Urgent Assistance Needed: Resolving file_get_contents Issue for Chat Integrations

I’m facing an issue with file_get_contents not working on my website, and this is something I can’t afford as I use it for chat integrations. I’m trying everything to get it to work. Can you please guide me on how to resolve this once and for all?Urgent Assistance Needed: Resolving file_get_contents Issue for Chat Integrations - Cloudflare Pro Subscriber Seeks Solution.
Thank you.

If you Pause Cloudflare (and wait five minutes), does it start working?

If I don’t use Cloudflare, file_get_contents works correctly, even if I disable it.

I provide you with more information: if I use file_get_contents for an external file, for example, https://test.cloud/test.php, then it works correctly. However, if I use the link in a file that is inside my site managed with Cloudflare, then it doesn’t work. It seems that the problem depends on the file. Is there any security rule that prevents me from extracting information from that file? Why? The file has permission set to 777.

And that link is something like https//my.example.com/test.php ?

Is there any security rule that prevents me from extracting information from that file?

There usually isn’t. Do you see anything in the Firewall log?

Do you see any type of error message?

Yes, the files are in PHP, and it blocks them if I call them with file_get_contents. Why is that? I’m not very proficient with the control panel, especially with security settings. When I filter for blocks, I see the file that I need for file_get_contents is blocked.
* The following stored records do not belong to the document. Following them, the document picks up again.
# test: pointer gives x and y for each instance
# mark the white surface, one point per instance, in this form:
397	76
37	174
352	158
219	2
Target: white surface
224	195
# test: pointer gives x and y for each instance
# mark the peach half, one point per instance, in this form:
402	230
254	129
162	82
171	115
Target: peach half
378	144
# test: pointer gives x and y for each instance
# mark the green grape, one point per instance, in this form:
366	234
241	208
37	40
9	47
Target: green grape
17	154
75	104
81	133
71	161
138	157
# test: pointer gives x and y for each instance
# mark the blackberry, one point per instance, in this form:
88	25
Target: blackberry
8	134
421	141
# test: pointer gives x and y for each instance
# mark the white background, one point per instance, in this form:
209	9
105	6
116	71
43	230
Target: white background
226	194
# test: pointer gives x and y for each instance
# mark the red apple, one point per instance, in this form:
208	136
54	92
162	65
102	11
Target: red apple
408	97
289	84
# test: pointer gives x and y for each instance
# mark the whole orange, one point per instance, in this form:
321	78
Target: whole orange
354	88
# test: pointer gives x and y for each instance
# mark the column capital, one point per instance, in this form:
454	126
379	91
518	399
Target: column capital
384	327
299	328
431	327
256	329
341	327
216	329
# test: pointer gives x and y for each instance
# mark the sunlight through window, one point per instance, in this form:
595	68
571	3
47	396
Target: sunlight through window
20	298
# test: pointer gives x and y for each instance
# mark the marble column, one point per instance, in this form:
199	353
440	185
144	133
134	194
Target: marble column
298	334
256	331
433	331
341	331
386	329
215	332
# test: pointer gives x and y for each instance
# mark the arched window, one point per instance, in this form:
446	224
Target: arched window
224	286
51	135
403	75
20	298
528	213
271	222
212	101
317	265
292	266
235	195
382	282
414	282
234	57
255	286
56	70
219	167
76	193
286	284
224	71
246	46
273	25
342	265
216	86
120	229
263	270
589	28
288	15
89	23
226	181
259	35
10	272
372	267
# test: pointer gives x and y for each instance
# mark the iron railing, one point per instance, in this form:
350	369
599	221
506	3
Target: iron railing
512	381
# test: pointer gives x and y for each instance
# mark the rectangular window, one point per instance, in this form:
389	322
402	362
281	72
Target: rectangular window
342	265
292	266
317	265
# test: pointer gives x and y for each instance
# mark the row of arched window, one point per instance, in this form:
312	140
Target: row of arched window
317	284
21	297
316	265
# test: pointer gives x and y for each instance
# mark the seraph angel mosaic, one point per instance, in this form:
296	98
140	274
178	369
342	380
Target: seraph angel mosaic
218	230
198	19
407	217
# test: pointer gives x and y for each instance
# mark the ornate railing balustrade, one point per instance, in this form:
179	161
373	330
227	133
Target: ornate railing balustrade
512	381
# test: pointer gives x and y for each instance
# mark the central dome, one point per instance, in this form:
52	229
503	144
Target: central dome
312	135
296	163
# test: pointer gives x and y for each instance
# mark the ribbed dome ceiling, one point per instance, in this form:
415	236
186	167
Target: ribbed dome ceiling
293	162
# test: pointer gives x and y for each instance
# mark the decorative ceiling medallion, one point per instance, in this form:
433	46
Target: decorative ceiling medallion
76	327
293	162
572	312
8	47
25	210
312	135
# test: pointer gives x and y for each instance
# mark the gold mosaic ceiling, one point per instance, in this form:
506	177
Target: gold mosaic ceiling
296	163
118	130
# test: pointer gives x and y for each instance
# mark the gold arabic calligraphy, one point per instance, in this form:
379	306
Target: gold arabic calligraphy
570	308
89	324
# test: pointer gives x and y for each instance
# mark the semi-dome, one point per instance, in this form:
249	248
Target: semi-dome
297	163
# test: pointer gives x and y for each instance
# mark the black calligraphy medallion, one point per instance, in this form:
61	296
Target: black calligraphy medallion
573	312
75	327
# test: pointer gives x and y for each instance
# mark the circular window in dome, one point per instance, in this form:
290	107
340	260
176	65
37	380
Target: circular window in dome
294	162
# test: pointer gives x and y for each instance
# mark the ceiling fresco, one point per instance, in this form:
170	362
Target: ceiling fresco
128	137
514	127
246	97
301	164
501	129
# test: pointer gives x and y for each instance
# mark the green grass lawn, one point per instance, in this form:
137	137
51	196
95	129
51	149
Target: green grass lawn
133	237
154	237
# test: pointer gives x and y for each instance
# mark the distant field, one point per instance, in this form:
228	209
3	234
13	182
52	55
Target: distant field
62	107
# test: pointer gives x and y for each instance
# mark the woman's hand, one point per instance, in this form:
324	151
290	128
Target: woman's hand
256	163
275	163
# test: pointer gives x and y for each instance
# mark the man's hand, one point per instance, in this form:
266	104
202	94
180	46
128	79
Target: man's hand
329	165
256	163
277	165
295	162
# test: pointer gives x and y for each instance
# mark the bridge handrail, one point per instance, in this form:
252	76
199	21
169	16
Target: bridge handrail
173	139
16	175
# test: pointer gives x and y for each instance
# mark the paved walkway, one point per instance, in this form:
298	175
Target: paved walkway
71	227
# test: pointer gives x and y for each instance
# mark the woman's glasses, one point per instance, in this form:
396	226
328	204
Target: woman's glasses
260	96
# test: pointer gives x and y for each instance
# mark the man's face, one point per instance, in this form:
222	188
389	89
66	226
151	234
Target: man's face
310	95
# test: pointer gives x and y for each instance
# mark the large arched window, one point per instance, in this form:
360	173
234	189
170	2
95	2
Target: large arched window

How can I unblock it?

That’s how many times it was blocked in the Security Events page?

If you click “Filter” for that path, you can scroll down to the list of events to see why it was blocked.

Click the down arrow to expand the entry, and you’ll see the Rule or setting that blocked the request.

Here’s what I’m receiving

Ok. That’s Bot Fight Mode, which is doing what it’s supposed to do when there’s an automated request.

Turn it off:


Hi, why should I turn it off? If I’m calling that file, I shouldn’t be a threat. It only blocks bot threats there, but I haven’t found my IP listed.

Requests by file_get_contents can be regarded as a bot since it is automated, not a human.

If the site you are calling through file_get_contents is the same site that it is running on, set a hosts file entry so the request resolves to the server IP address directly and doesn’t route through Cloudflare.

1 Like

The point is that I want to allow the file to be called even from servers that are not mine. How can I do that?

Then, as @sdayman said, you will need to turn off Bot Fight mode (since it can’t be bypassed with WAF rules for special cases), or use a Pro plan and Super Bot Fight mode (which you can bypass for just your specific file).

1 Like

I have the Pro plan, I don’t use the free plan.